Pinder: PM’s growth projections unlikely
Elizabeth MP Ryan Pinder yesterday questioned the government’s projections for economic growth this year, suggesting that Prime Minister Hubert Ingraham is far too optimistic.
In his mid-year budget statement last week in the House of Assembly, Ingraham said the Bahamian economy is expected to grow by two percent this year.
However, Pinder, who is a tax attorney, said during his contribution to the mid-year budget debate that that level of growth is unlikely to be achieved.
“Even the IMF(International Monetary Fund), whose numbers I believe are optimistic, forecasts a 1.5 percent growth in GDP. What is more concerning, however, are the inconsistencies in the communication when dealing with external risks such as inflation,” Pinder said
“It seems that there are misleading communications in The Bahamas on inflation. In one breath the prime minister states that inflation is forecasted to remain subdued; yet in the next breath the prime minster states that the price for gas and diesel has increased exponentially over the course of the last year, and especially as compared to the prices this time last year.
“We are witnessing fuel prices increase at the most alarming rate in decades right now, which has a direct effect on the cost of goods, gasoline, travel, almost everything.
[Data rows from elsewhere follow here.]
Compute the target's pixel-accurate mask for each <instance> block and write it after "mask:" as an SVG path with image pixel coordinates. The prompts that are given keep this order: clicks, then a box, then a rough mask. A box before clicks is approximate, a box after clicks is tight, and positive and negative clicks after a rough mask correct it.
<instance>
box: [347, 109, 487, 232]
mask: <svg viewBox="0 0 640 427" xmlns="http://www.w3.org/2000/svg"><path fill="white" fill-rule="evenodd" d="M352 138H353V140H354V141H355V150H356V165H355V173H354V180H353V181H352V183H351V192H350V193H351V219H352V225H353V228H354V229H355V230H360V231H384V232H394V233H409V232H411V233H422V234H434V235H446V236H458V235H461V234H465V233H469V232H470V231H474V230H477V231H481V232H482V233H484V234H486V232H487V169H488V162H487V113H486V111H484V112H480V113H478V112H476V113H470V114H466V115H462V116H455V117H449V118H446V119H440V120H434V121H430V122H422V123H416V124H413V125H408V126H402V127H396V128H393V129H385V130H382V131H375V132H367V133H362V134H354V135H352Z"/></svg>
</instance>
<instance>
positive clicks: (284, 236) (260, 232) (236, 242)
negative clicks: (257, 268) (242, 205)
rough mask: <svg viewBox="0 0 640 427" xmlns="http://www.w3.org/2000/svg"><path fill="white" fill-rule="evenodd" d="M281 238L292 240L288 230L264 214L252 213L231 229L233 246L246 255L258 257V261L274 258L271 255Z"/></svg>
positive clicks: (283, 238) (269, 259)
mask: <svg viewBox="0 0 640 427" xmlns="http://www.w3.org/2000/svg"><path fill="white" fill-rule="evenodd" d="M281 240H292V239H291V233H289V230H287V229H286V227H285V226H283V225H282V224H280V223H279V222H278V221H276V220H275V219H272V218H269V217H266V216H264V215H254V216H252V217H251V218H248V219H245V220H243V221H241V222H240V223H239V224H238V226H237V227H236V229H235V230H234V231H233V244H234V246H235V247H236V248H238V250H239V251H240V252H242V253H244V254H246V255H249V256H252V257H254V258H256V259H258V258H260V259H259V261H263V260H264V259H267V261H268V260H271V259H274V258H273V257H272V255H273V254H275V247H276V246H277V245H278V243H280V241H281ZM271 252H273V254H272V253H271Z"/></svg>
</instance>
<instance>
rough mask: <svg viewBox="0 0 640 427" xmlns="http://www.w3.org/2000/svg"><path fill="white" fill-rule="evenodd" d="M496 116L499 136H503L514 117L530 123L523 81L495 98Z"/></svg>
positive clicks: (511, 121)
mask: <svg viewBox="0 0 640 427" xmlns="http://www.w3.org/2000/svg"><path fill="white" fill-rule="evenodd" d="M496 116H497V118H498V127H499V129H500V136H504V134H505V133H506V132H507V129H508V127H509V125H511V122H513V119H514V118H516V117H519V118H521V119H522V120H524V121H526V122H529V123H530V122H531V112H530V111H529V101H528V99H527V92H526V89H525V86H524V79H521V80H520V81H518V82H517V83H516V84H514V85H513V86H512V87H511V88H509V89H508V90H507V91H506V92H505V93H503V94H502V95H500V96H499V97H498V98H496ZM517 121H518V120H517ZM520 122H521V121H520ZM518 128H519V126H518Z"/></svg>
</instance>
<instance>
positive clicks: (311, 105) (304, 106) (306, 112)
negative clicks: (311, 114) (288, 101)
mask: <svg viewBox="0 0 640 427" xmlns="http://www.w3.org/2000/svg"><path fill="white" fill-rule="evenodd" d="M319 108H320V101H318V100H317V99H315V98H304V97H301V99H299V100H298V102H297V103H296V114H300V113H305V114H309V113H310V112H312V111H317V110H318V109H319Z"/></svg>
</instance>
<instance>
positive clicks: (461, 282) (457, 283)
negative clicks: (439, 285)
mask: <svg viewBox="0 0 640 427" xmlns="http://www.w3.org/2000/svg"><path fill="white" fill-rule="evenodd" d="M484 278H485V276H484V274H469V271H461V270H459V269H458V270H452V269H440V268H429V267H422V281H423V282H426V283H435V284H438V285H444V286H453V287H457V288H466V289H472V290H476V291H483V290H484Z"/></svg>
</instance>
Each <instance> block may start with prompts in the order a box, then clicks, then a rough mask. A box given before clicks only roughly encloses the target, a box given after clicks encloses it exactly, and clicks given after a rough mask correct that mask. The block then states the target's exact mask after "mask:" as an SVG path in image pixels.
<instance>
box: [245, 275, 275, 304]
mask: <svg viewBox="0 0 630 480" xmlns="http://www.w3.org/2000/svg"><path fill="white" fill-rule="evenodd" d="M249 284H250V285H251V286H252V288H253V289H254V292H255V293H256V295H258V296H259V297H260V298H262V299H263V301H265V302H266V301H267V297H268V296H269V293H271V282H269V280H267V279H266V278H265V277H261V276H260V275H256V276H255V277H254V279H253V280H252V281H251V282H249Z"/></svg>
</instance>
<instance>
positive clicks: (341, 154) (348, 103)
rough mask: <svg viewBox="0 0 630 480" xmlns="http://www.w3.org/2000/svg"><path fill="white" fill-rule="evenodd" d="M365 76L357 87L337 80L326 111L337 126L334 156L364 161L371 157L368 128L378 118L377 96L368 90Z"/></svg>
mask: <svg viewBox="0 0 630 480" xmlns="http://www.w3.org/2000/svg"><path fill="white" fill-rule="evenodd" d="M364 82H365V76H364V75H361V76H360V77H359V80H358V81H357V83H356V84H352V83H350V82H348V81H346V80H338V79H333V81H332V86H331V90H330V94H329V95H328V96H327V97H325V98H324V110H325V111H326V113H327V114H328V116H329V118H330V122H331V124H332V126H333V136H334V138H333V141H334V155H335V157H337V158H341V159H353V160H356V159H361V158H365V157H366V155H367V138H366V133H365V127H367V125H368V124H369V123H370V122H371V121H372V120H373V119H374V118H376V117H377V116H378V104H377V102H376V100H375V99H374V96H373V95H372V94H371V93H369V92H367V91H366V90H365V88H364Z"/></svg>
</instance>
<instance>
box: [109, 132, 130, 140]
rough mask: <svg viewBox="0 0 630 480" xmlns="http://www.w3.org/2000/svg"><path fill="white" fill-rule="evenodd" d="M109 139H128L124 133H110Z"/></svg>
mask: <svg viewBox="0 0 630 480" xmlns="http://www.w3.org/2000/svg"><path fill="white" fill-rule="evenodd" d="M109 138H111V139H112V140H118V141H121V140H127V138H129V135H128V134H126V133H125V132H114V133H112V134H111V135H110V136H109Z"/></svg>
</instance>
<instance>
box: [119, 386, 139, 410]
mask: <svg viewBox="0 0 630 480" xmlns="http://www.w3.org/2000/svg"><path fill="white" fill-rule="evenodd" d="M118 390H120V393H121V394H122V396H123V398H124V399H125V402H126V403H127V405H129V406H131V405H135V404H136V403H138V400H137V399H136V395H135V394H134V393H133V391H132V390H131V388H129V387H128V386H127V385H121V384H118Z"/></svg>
This inflationary pressure will have an adverse effect on the economic recovery of The Bahamas,”Pinder predicted.
The unrest in the Middle East is one of the main factors driving up the price of oil on the international markets.
Pinder said that with basic commodity prices rising, it is unlikely that local inflation will remain subdued as the prime minister asserted.
“Given our close ties with the United States, our pegged currency to the U.S., we should expect and forecast measurable inflationary pressures. What does this mean to Bahamians, in times where income is not rising, jobs are scarce, many are unemployed?The cost of everyday items could be on the rise,”Pinder said.
He said it is the responsibility of the government to anticipate such realities and put in place policies to counter the adverse effects of rising prices.
The mid-year budget offers no hope to the Bahamian people, Pinder argued.